Actually there was a good long time when I refused to meet or be anywhere near XH's parents. He was disabled by a mental illness, they were both psychologists living nearby, and they refused to believe there was anything seriously wrong with him. We'd had a baby (before I realized how serious his problems were), and my in-laws got very upset when I said I couldn't leave the baby with him -- not because he meant to harm her, but because he was too out of it to notice/respond if something went wrong. I was completely burnt out taking care of the baby and the man. The in-laws would promise to come over and help, and then "forget" or flake ten minutes before they were supposed to arrive. Eventually his illness became at least partly my fault.

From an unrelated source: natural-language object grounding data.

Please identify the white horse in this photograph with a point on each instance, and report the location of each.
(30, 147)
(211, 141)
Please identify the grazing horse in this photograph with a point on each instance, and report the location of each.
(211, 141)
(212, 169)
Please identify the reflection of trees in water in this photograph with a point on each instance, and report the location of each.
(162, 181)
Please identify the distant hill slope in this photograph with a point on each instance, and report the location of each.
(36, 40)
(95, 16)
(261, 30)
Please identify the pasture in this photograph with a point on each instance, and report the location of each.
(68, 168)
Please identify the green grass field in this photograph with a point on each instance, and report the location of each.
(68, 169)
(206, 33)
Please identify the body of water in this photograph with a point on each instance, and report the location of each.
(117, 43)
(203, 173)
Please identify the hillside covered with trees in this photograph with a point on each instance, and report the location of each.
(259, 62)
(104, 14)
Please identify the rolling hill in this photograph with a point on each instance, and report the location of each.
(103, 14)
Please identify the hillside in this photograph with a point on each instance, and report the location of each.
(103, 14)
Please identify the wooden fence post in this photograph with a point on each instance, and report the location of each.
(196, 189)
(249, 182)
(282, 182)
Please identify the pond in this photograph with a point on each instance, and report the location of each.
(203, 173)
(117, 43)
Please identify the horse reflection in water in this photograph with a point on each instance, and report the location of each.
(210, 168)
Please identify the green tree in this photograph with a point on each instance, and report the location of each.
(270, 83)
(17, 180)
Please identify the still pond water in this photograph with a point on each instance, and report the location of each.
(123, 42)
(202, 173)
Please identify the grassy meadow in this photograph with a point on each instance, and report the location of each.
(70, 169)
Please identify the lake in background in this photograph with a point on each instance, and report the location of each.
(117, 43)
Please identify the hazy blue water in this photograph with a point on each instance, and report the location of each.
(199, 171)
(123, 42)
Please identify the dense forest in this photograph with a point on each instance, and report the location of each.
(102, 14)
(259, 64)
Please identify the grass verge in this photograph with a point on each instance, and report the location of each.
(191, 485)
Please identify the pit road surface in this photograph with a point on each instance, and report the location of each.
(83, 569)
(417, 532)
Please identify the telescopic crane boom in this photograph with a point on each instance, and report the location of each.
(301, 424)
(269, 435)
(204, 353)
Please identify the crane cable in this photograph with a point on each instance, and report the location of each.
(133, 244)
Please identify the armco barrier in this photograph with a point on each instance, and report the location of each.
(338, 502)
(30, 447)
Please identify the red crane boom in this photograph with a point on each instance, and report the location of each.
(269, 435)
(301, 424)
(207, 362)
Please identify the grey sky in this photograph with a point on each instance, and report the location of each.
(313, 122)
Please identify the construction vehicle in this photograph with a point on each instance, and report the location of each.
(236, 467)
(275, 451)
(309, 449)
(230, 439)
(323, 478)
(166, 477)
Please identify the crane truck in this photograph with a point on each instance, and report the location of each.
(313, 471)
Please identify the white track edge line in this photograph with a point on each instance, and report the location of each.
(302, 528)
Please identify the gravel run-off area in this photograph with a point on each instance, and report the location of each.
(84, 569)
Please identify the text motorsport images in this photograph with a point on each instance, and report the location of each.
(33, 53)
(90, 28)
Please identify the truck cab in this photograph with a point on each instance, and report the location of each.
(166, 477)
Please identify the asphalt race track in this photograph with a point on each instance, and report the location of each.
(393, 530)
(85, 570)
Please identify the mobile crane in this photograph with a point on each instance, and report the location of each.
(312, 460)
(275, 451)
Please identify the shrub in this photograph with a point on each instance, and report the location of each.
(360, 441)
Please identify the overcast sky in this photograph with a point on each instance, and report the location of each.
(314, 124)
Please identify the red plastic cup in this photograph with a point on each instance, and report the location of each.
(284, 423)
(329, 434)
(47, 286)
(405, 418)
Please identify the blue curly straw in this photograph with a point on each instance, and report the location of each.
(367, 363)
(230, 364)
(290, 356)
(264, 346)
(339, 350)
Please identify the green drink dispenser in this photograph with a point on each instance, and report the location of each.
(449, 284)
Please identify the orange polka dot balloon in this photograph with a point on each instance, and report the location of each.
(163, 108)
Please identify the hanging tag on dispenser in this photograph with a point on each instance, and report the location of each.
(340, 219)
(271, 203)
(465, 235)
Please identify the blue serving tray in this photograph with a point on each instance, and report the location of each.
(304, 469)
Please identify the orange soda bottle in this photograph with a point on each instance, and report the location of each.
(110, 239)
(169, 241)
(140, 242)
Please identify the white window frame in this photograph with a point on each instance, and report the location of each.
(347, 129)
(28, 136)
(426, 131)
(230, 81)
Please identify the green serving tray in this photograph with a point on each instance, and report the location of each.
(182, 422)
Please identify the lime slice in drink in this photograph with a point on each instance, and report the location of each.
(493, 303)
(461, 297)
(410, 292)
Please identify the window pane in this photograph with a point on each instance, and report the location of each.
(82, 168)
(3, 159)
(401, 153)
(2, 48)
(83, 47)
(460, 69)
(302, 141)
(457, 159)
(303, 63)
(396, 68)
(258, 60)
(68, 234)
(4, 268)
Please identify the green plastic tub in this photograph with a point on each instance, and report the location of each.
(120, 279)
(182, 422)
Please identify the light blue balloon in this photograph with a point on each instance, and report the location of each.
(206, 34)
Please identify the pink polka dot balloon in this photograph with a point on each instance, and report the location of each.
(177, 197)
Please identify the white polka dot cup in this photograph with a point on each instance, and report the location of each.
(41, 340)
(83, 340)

After a while I just refused to be around when they were here. I had enough trouble to deal with, and I didn't need to be angry, too. When they arrived, I'd leave the house and go get coffee, and when they were ready to go I'd come back, go in the back door, and wait for them to leave. I'm sure they were vastly insulted and that it proved to them I was six kinds of pathological, but that wasn't my problem.

Now I haven't seen them in...three years? except for the time they came to help XH move his things out, even though they're local and dd sees them every weekend. When they came for the move-out, they wouldn't look me in the eye and were very nervous around me -- God knows what they believe of me at this point. I'd like things to be friendlier, but must admit that it's nice not having to deal with them or worry about what's going to insult or offend them, or what I'm not supposed to say out loud.

What's nice, though, is that now that I'm out of the picture, they appear to have stepped up for XH. He spends a lot of time at their place, they call him all the time, they got furniture for him, etc. Maybe they were just hoping I'd take all of that work off their hands, and were upset that I wasn't sucking it up, and was talking about it out loud.